Ministry of Transport and Communications

Ministry overview
- Formed: 13 September 1892
- Jurisdiction: Finnish Government
- Headquarters: Eteläesplanadi 16, Helsinki
- Annual budget: €3.363 billion (2018)
- Minister responsible: Lulu Ranne, Minister of Transport and Communications;
- Ministry executive: Harri Pursiainen, Permanent Secretary;
- Child agencies: FMI; Finnish Transport Agency; Trafi; FICORA; Finrail; Air Navigation Services Finland; Yle; Cinia;

= Ministry of Transport and Communications (Finland) =

Government ministry of Finland

The Ministry of Transport and Communications (LVM, liikenne- ja viestintäministeriö, kommunikationsministeriet) is one of the twelve ministries which comprise the Finnish Government. LVM oversees Finland's transportation network and the country's communication services.

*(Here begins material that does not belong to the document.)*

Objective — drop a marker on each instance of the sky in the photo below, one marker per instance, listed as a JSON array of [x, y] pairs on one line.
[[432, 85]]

LVM's budget for 2018 is €3,362,555,000. The ministry employs 180 people.

Agencies within the ministry's administrative reach include the Finnish Transport Agency, Trafi, FICORA, and the Finnish Meteorological Institute (FMI). The ministry is in charge of several state-owned companies; the most notable of these is Finland's national public broadcasting company, Yle.

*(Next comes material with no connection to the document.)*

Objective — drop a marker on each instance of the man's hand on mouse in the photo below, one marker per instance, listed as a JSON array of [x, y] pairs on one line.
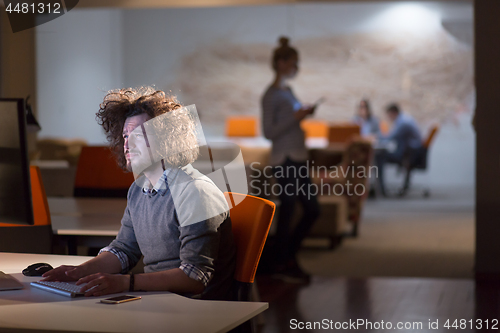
[[64, 273]]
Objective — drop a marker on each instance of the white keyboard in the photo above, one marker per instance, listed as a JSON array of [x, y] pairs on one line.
[[68, 289]]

== Key agencies and companies ==
Several agencies and state-owned companies operate under the Ministry of Transport and Communications, including:

1. Finnish Transport Infrastructure Agency (Väylä): Responsible for the planning, development, and maintenance of Finland's transport infrastructure.
2. Finnish Transport and Communications Agency (Traficom): Regulates and supervises transport and communication services, as well as promotes traffic safety.
3. Finnish Meteorological Institute (Ilmatieteen laitos): Provides weather, climate, and environmental information for various sectors, including transport and communications.
4. VR Group: The state-owned railway company responsible for passenger and freight rail services in Finland.
5. Finavia: The state-owned company responsible for managing and developing Finland's airports and air traffic services.
The Ministry of Transport and Communications has been actively pursuing several initiatives to support digitalization and sustainability in Finland. These include the National Architecture for Digital Services (KaPA), the Digital Finland Framework, and the AuroraAI project, which aim to improve public services, foster digital innovation, and enhance the country's digital infrastructure.

== History ==
The history goes back to 1892. Established in 1917, the Ministry of Transport and Communications has been an integral part of the Finnish government since the country gained independence. Over the years, the Ministry's responsibilities have evolved to reflect the changing needs and priorities of Finland's transport and communications sectors, including the growing importance of digitalization and environmental sustainability.

== Digital development ==
The government started implementing e-government solutions in the early 2000s and has since pursued several digital development initiatives. Finland's digital strategy has evolved over time, focusing on different aspects of digitalization, such as improving public sector services, supporting innovation, and enhancing cybersecurity.

=== Key Initiatives ===

1. National Architecture for Digital Services (KaPA): Launched in 2013, KaPA aims to create a unified and secure digital infrastructure for the public sector. This initiative promotes the use of common services and interfaces, allowing organizations to share data more efficiently and securely.
2. Digital Finland Framework: Implemented in 2017, this framework outlines the government's long-term digitalization strategy. The framework's goals include improving public services, fostering digital innovation, strengthening cybersecurity, and promoting digital inclusion.
3. AuroraAI: AuroraAI is an artificial intelligence-based program that aims to improve public services by providing personalized and proactive support to citizens. The project envisions a network of AI-driven applications that can help users navigate various services, including healthcare, education, and social welfare.
4. MyData: MyData is a data management model that aims to give individuals more control over their personal data. The Finnish government supports the development of MyData services, which can improve transparency and trust in digital services while fostering innovation in data-driven solutions.